At every turn, my mother would cover for him. If idiot brother missed school? It's ok! Our mother would go in and smooth it out. If he cut up a bunch of decorations? It's fine, it's fine, we'll pay, officer - no need to charge us.
When he stole a car and totaled it, she blamed everyone but him and got him a lawyer to convince them to drop the charges. Same deal with his first illegal substance offense - get him a lawyer, convince the judge to give him probation for two years.
I have seen her bail him out, talk him out, and connive him out of more legal trouble than anyone I have ever known.
He is completely arrogant about his choices in life. If you challenge him, you're a jerk.
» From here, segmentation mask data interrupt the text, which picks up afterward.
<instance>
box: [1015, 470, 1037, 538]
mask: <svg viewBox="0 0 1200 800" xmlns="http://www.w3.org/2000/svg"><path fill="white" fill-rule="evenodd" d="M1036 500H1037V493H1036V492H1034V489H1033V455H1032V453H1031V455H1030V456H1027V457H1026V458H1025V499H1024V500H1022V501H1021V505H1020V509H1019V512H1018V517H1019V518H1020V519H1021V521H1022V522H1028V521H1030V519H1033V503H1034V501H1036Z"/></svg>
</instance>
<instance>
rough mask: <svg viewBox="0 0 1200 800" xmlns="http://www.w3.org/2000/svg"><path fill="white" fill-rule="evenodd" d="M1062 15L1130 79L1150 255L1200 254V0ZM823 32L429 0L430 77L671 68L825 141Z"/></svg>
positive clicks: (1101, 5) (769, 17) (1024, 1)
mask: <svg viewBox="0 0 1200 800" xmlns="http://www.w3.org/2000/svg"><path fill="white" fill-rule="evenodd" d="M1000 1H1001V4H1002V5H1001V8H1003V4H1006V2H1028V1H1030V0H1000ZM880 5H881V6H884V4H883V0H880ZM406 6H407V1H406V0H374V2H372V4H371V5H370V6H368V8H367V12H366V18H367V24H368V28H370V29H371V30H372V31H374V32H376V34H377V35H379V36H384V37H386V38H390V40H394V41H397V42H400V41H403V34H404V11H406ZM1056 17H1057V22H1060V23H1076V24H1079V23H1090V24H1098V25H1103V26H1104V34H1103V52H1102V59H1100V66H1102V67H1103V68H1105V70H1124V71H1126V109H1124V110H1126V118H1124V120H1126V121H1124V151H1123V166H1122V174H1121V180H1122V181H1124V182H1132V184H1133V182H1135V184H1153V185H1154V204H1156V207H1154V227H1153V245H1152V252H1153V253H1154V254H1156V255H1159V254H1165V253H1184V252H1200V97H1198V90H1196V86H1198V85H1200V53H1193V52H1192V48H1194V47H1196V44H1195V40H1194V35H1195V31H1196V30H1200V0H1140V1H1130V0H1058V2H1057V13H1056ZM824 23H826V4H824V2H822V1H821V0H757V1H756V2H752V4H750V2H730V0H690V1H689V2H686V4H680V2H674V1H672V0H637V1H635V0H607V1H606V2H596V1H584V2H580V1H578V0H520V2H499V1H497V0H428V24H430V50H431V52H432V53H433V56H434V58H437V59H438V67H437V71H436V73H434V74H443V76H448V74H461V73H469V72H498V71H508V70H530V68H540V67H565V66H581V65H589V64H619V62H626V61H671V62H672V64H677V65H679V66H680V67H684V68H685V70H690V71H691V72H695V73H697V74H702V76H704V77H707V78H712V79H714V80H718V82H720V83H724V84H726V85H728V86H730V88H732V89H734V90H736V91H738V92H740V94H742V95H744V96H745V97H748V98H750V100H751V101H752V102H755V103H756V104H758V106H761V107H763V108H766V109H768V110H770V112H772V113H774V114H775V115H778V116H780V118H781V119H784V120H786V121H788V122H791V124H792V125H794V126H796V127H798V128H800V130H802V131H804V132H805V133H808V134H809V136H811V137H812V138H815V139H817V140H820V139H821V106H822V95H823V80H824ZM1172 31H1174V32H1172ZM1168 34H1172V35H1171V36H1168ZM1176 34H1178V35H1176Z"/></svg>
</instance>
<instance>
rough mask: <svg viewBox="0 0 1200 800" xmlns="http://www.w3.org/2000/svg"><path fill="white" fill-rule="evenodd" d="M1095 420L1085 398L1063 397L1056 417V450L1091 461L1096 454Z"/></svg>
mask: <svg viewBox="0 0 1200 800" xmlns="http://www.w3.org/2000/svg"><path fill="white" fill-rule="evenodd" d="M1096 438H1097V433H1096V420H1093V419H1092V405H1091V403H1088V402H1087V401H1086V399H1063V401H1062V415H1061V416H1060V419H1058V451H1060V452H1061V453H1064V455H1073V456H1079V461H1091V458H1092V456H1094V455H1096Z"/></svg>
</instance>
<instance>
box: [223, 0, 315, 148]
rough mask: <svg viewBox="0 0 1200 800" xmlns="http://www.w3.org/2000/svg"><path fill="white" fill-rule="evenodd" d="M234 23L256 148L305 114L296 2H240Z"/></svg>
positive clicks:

Talking sense to him is impossible because, in the echo chamber of his head, the only person who matters is himself. And why not? All through his life, hasn't his mother been there to shore him up and fish him out?"
"Not me, but my mom with my sister. She's been a self-centered, entitled brat since she was old enough to have intelligent thoughts.
My mom has given her everything she possibly could in life. She tried to pay for her to get through college, only 2 years after I was forced to either drop out or bankrupt my mom and make her lose everything she had (I dropped out). She still does whatever she can to buy her whatever she wants - food, gas, clothes, you name it.
But when my mom couldn't fund her college education anymore, it was world war 3. When my mom won't give her $20 for gas because she quits every job she gets within 2 months, she's a huge brat. When my mom won't let her drive 5 hours away to a rough city for a concert, because she's a 4'10, 19-year-old girl who has a bad temper, my mom's the worst person in the world.
Until recently, my mom's just said she's a teenager, she'll grow out of it eventually. I think she's finally realizing my sister is just a big brat who wants to be handed everything in life."